# My 7th Hunt of the Year!!



## crittergitter (Jun 9, 2005)

I dropped into this spot by boat in the afternoon, and I had never scouted it or anything, never even laid eyes on the terrain or anything. Got in with my climber and had deer on me before I could even get situated!!


----------



## snag (Dec 27, 2005)

Nice video, she got spooked from something at the end, nice looking area. I got out this afternoon and like ten minutes after I’m up in the stand I see a buck far away come out and head my way, came out in some thickets and hung around smelling the wind, I just walked through that area a short time befor 4. Hung around and walked off up wind a nice 8 point.

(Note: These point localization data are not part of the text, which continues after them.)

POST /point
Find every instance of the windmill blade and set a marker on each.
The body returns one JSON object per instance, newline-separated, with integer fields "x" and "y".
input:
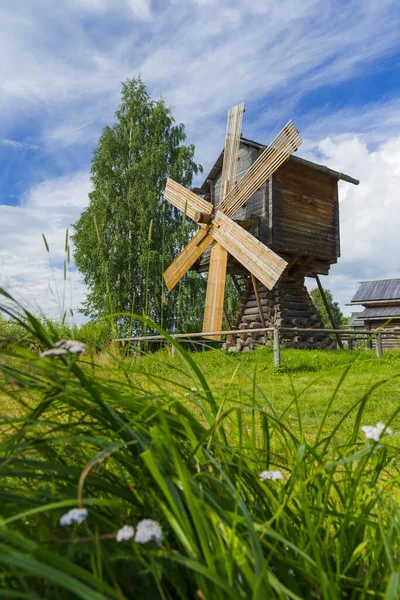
{"x": 231, "y": 150}
{"x": 188, "y": 202}
{"x": 215, "y": 291}
{"x": 262, "y": 262}
{"x": 286, "y": 142}
{"x": 219, "y": 256}
{"x": 187, "y": 258}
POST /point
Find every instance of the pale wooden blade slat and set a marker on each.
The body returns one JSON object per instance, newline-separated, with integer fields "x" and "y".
{"x": 215, "y": 291}
{"x": 257, "y": 258}
{"x": 231, "y": 150}
{"x": 286, "y": 142}
{"x": 186, "y": 258}
{"x": 185, "y": 200}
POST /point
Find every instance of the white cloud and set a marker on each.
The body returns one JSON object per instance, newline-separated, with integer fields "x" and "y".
{"x": 369, "y": 213}
{"x": 61, "y": 69}
{"x": 25, "y": 269}
{"x": 18, "y": 145}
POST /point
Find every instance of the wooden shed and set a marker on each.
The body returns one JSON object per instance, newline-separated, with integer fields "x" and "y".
{"x": 380, "y": 299}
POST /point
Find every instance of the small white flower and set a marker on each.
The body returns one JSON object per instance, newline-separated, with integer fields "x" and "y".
{"x": 148, "y": 530}
{"x": 374, "y": 433}
{"x": 75, "y": 515}
{"x": 126, "y": 533}
{"x": 65, "y": 346}
{"x": 53, "y": 352}
{"x": 273, "y": 475}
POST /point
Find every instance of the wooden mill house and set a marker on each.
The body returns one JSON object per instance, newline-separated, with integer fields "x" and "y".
{"x": 296, "y": 214}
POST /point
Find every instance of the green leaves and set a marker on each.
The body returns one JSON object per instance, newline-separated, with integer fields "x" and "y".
{"x": 150, "y": 438}
{"x": 126, "y": 212}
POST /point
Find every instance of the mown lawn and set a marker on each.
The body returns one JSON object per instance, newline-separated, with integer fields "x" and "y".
{"x": 306, "y": 381}
{"x": 261, "y": 480}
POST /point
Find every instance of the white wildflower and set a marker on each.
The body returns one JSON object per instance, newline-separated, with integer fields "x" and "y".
{"x": 65, "y": 346}
{"x": 53, "y": 352}
{"x": 273, "y": 475}
{"x": 148, "y": 530}
{"x": 75, "y": 515}
{"x": 374, "y": 433}
{"x": 126, "y": 533}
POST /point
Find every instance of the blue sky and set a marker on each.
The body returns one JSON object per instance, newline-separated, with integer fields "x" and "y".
{"x": 333, "y": 67}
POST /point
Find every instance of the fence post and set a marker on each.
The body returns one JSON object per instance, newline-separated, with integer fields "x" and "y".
{"x": 277, "y": 350}
{"x": 378, "y": 344}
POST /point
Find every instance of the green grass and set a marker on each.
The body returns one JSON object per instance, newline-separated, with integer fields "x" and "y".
{"x": 182, "y": 441}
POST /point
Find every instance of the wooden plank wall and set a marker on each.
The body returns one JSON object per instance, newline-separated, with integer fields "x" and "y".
{"x": 298, "y": 210}
{"x": 305, "y": 212}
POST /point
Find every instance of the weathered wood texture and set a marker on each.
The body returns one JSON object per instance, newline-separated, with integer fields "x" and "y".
{"x": 298, "y": 212}
{"x": 305, "y": 212}
{"x": 288, "y": 304}
{"x": 286, "y": 142}
{"x": 231, "y": 149}
{"x": 186, "y": 258}
{"x": 214, "y": 308}
{"x": 252, "y": 254}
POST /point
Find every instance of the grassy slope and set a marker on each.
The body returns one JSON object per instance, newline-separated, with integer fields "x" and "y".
{"x": 311, "y": 377}
{"x": 329, "y": 530}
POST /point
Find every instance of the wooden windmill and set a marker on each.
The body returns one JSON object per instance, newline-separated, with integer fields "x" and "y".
{"x": 218, "y": 228}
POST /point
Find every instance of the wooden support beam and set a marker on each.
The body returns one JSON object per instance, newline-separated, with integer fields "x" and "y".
{"x": 277, "y": 350}
{"x": 328, "y": 310}
{"x": 378, "y": 344}
{"x": 259, "y": 305}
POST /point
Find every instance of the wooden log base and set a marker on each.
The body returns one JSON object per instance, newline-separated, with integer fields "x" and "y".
{"x": 288, "y": 304}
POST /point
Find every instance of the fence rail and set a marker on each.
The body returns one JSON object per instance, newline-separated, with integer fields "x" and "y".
{"x": 345, "y": 334}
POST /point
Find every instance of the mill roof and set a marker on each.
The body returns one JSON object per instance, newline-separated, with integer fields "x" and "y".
{"x": 217, "y": 167}
{"x": 355, "y": 320}
{"x": 378, "y": 291}
{"x": 380, "y": 312}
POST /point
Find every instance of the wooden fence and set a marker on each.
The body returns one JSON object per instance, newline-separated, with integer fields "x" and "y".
{"x": 345, "y": 334}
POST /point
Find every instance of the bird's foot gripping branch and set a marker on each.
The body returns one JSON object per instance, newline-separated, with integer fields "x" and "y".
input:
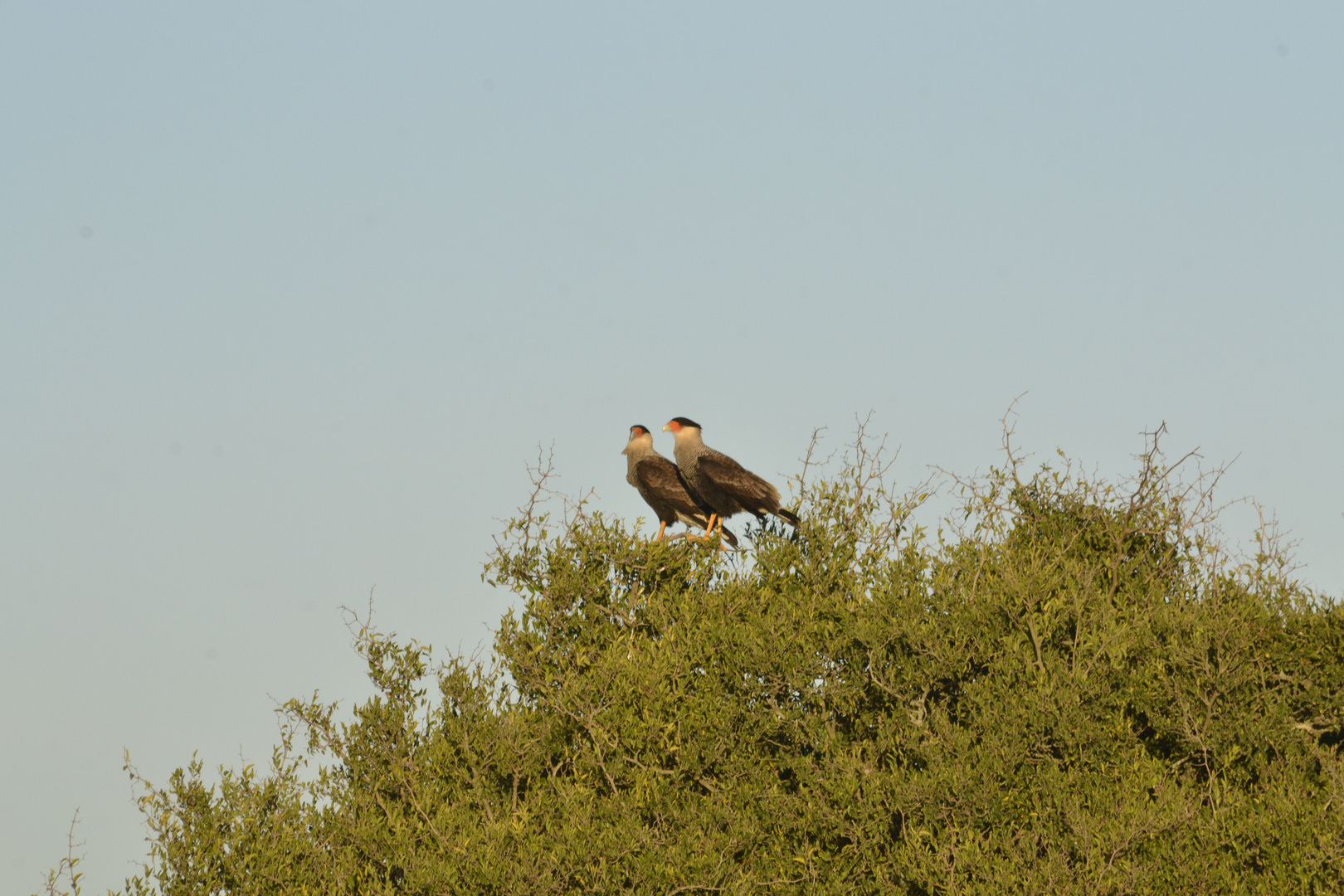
{"x": 1068, "y": 687}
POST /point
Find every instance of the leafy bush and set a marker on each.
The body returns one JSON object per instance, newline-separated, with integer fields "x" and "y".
{"x": 1070, "y": 688}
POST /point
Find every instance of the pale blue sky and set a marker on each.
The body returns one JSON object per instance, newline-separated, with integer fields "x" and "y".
{"x": 290, "y": 295}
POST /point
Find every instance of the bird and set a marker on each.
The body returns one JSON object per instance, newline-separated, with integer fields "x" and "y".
{"x": 663, "y": 488}
{"x": 721, "y": 481}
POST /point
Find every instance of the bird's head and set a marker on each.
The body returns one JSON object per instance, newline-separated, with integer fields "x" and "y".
{"x": 680, "y": 426}
{"x": 639, "y": 436}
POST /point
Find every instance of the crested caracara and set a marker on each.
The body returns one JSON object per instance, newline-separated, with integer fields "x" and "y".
{"x": 661, "y": 486}
{"x": 721, "y": 481}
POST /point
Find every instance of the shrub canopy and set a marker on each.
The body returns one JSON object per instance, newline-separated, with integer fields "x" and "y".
{"x": 1068, "y": 688}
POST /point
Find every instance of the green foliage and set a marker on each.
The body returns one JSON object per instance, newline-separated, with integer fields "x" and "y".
{"x": 1069, "y": 689}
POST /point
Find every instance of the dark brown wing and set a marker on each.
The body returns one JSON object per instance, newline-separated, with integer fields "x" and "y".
{"x": 665, "y": 490}
{"x": 657, "y": 480}
{"x": 734, "y": 486}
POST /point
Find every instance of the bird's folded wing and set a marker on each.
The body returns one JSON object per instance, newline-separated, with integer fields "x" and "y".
{"x": 660, "y": 477}
{"x": 728, "y": 475}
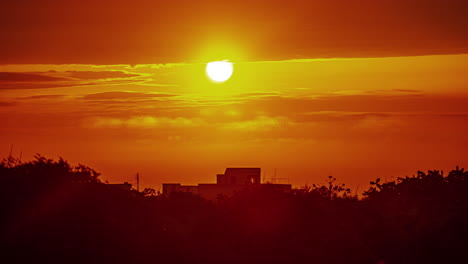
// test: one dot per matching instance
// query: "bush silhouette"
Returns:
(54, 212)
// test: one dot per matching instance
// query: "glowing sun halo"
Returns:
(219, 71)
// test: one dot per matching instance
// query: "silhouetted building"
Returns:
(123, 186)
(233, 180)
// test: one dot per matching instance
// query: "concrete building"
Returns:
(233, 180)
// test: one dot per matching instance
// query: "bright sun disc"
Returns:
(219, 71)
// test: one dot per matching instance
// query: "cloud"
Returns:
(19, 77)
(4, 104)
(40, 97)
(96, 75)
(267, 30)
(118, 95)
(56, 79)
(260, 123)
(142, 122)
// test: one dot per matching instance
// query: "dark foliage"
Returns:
(53, 212)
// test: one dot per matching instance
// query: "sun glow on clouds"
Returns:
(363, 104)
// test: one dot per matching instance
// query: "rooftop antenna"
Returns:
(9, 156)
(18, 161)
(138, 182)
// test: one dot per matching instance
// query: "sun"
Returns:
(219, 71)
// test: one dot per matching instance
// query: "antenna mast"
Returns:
(138, 182)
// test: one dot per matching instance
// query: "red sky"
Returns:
(358, 91)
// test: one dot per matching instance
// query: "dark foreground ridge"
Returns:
(53, 212)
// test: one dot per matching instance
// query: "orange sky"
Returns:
(122, 87)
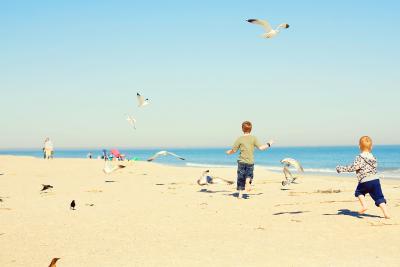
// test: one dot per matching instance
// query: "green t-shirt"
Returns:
(246, 145)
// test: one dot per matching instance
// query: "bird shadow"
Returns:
(204, 190)
(244, 196)
(290, 212)
(351, 213)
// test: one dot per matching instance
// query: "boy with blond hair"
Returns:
(365, 165)
(246, 145)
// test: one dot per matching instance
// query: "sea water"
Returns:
(318, 160)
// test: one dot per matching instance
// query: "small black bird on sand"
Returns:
(72, 206)
(46, 186)
(53, 262)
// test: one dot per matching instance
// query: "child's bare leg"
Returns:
(361, 198)
(248, 185)
(383, 207)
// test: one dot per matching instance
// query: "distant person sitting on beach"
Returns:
(246, 144)
(365, 165)
(48, 149)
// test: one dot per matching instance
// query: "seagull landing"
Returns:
(164, 153)
(142, 101)
(131, 120)
(287, 163)
(109, 167)
(206, 179)
(269, 32)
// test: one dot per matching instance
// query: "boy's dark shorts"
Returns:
(244, 171)
(373, 188)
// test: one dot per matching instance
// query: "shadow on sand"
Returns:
(291, 212)
(354, 214)
(204, 190)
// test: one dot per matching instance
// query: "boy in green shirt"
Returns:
(246, 145)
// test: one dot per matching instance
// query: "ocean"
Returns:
(315, 160)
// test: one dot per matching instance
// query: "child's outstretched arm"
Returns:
(266, 146)
(351, 168)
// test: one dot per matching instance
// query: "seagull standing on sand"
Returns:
(131, 120)
(109, 167)
(142, 101)
(164, 153)
(287, 163)
(53, 262)
(206, 179)
(269, 32)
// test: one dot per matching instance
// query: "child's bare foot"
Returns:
(248, 185)
(362, 211)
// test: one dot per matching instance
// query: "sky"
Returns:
(71, 69)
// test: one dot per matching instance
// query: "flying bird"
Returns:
(72, 205)
(142, 101)
(269, 32)
(206, 179)
(109, 167)
(46, 186)
(131, 120)
(287, 163)
(164, 153)
(53, 262)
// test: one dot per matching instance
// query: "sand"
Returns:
(156, 215)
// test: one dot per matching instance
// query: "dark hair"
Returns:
(247, 126)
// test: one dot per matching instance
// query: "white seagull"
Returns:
(164, 153)
(109, 167)
(287, 163)
(142, 101)
(269, 32)
(206, 179)
(131, 120)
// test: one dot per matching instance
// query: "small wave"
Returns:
(312, 170)
(190, 164)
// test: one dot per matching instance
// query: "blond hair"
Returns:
(365, 143)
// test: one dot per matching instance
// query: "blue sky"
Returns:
(71, 69)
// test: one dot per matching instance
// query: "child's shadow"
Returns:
(354, 214)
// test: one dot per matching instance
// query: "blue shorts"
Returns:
(373, 188)
(244, 171)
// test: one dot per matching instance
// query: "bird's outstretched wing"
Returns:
(175, 155)
(263, 23)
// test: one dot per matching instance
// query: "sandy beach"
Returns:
(150, 214)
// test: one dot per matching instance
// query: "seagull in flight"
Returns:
(109, 167)
(164, 153)
(287, 163)
(142, 101)
(131, 120)
(46, 186)
(269, 32)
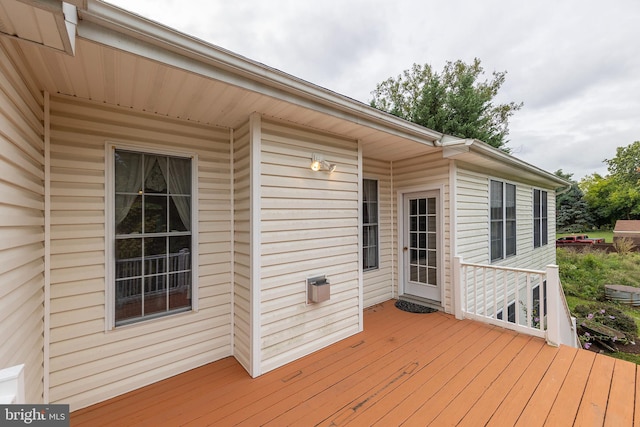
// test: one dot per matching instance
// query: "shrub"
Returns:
(623, 246)
(610, 316)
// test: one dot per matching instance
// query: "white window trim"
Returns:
(109, 176)
(504, 220)
(377, 267)
(533, 199)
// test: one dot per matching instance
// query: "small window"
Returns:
(152, 235)
(503, 220)
(369, 224)
(540, 219)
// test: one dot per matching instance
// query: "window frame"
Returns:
(369, 224)
(540, 218)
(110, 232)
(507, 221)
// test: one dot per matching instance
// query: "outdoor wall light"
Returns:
(318, 163)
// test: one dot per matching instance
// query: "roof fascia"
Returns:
(115, 27)
(456, 147)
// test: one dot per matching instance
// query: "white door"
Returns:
(420, 248)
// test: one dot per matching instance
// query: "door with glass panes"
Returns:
(421, 245)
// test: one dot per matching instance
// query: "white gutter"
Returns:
(112, 26)
(453, 148)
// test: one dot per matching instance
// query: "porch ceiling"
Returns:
(409, 369)
(122, 59)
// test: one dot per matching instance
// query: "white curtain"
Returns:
(176, 174)
(179, 181)
(128, 181)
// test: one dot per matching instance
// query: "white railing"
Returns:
(177, 265)
(523, 300)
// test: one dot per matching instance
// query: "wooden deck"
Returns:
(409, 369)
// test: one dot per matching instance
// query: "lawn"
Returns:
(584, 274)
(607, 235)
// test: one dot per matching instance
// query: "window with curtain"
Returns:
(540, 219)
(502, 197)
(369, 224)
(152, 235)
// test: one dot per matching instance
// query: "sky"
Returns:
(575, 65)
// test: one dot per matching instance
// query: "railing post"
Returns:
(458, 288)
(553, 305)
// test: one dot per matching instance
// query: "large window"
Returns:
(540, 219)
(152, 235)
(503, 220)
(369, 224)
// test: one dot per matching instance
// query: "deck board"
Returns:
(411, 369)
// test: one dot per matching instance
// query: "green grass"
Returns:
(584, 273)
(607, 235)
(583, 276)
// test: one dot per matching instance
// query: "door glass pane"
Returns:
(155, 255)
(413, 207)
(155, 168)
(431, 210)
(155, 294)
(128, 213)
(128, 258)
(413, 273)
(422, 223)
(128, 299)
(433, 276)
(155, 214)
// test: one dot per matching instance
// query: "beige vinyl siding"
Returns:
(473, 222)
(88, 364)
(242, 246)
(309, 223)
(22, 227)
(379, 283)
(428, 172)
(472, 212)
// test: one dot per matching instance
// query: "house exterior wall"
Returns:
(309, 226)
(472, 211)
(89, 361)
(242, 246)
(379, 284)
(22, 234)
(426, 172)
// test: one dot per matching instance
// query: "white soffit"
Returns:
(50, 23)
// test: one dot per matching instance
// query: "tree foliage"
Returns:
(617, 195)
(572, 213)
(455, 101)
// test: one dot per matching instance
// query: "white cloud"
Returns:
(573, 63)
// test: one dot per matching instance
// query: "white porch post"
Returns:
(12, 385)
(458, 290)
(553, 305)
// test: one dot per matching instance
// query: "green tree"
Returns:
(572, 213)
(617, 195)
(456, 101)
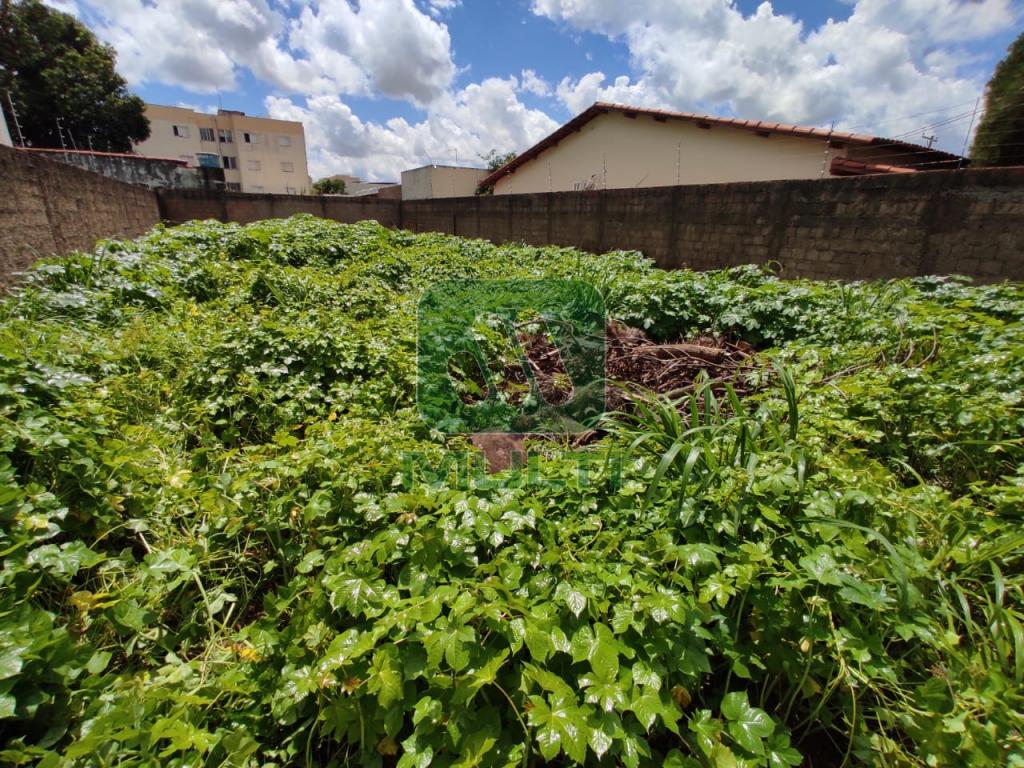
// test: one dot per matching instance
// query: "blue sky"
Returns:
(382, 85)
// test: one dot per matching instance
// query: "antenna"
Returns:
(824, 160)
(64, 145)
(17, 123)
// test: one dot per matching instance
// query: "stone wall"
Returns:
(47, 207)
(969, 222)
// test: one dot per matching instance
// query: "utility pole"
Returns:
(17, 123)
(64, 145)
(967, 136)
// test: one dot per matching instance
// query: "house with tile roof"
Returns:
(614, 146)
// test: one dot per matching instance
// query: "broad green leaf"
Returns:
(748, 725)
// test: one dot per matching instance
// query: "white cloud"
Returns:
(890, 58)
(534, 83)
(387, 47)
(468, 123)
(579, 94)
(438, 7)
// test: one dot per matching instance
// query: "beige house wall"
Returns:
(615, 152)
(270, 159)
(440, 181)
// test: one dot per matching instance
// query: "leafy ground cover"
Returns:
(214, 553)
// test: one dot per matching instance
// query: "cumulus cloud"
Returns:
(467, 123)
(890, 58)
(534, 83)
(387, 47)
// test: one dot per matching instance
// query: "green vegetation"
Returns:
(212, 554)
(330, 185)
(999, 139)
(55, 69)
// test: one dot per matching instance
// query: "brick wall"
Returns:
(180, 206)
(970, 222)
(47, 207)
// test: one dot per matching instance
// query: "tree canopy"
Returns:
(496, 160)
(54, 68)
(999, 139)
(330, 185)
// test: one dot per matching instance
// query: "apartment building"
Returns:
(258, 155)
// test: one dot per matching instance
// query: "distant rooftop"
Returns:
(761, 127)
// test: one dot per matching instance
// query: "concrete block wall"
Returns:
(179, 206)
(968, 222)
(47, 207)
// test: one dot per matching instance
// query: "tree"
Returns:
(330, 185)
(999, 139)
(53, 68)
(495, 160)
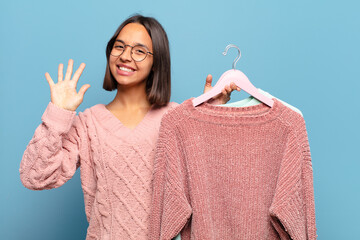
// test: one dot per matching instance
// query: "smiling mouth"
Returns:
(125, 69)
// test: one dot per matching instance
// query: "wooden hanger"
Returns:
(237, 77)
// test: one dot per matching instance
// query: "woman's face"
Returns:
(125, 70)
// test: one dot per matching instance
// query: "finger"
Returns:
(78, 72)
(208, 82)
(228, 89)
(60, 72)
(69, 70)
(234, 87)
(49, 80)
(83, 89)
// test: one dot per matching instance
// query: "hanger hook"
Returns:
(239, 54)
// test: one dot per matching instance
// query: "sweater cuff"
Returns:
(58, 118)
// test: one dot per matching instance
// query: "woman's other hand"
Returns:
(63, 93)
(222, 97)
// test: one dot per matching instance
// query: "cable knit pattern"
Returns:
(116, 165)
(233, 173)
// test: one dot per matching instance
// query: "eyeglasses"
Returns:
(138, 52)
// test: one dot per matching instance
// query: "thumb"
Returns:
(208, 83)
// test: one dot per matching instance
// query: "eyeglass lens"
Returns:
(138, 53)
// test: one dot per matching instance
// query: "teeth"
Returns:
(126, 69)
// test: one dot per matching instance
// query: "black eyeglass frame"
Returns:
(131, 51)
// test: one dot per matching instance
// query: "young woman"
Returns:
(112, 144)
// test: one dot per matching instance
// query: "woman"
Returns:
(112, 144)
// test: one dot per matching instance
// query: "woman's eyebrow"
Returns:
(135, 44)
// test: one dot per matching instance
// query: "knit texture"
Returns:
(116, 165)
(233, 173)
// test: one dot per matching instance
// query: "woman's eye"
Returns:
(140, 51)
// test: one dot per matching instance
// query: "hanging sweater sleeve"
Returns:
(171, 208)
(54, 153)
(293, 210)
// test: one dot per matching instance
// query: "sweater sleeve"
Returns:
(171, 208)
(53, 154)
(293, 210)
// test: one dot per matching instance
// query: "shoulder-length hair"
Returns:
(158, 83)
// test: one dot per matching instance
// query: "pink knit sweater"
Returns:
(233, 173)
(116, 166)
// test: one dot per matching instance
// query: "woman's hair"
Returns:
(158, 84)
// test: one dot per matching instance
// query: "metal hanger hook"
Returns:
(239, 54)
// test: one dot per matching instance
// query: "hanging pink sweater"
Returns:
(116, 166)
(233, 173)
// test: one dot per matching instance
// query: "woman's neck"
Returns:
(130, 98)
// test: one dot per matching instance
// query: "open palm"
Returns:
(63, 93)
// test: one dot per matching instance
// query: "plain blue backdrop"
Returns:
(303, 52)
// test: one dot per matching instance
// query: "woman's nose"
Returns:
(126, 55)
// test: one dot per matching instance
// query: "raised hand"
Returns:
(63, 93)
(224, 96)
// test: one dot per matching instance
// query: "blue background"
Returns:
(303, 52)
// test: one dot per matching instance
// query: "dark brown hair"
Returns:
(158, 84)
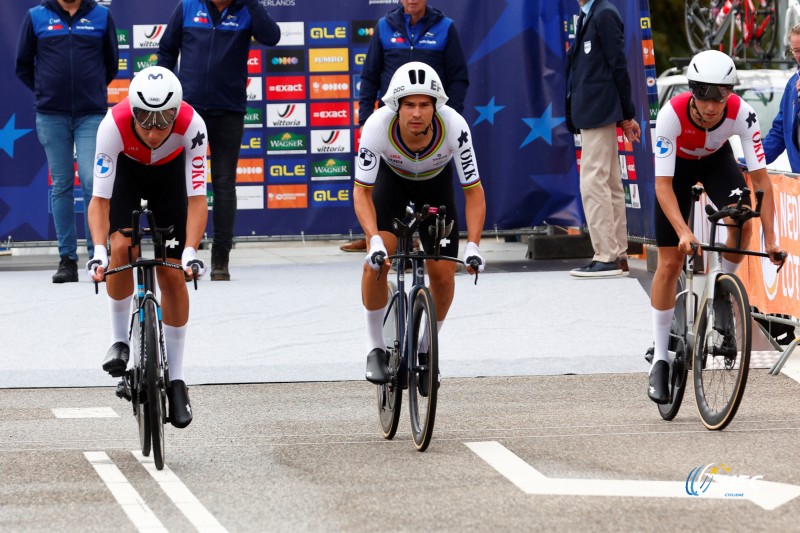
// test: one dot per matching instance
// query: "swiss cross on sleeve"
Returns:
(198, 140)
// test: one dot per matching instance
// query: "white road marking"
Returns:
(129, 499)
(766, 494)
(181, 496)
(85, 412)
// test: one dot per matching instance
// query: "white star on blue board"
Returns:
(487, 112)
(9, 134)
(542, 126)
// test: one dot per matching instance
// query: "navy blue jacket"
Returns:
(213, 47)
(434, 41)
(66, 61)
(598, 85)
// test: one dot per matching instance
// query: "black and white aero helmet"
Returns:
(414, 78)
(155, 95)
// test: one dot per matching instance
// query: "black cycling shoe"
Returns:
(180, 409)
(116, 360)
(378, 367)
(658, 389)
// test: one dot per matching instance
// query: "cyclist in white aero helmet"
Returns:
(410, 151)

Sent from my iPhone using Tapatalk


----------



## Ohiohunter23 (Nov 19, 2020)

Can you use a 38 special to deer hunt with


----------



## Morrowtucky Mike (May 2, 2018)

Ohiohunter23 said:


> Can you use a 38 special to deer hunt with


Technically yes but definitely not recommended IMO.


----------



## buckeyebowman (Feb 24, 2012)

Morrowtucky Mike said:


> Technically yes but definitely not recommended IMO.


I don't know? Is that a recommended caliber? There's a reason that police departments and the military no longer use them. Not enough knock down power to handle a man let alone a deer!


----------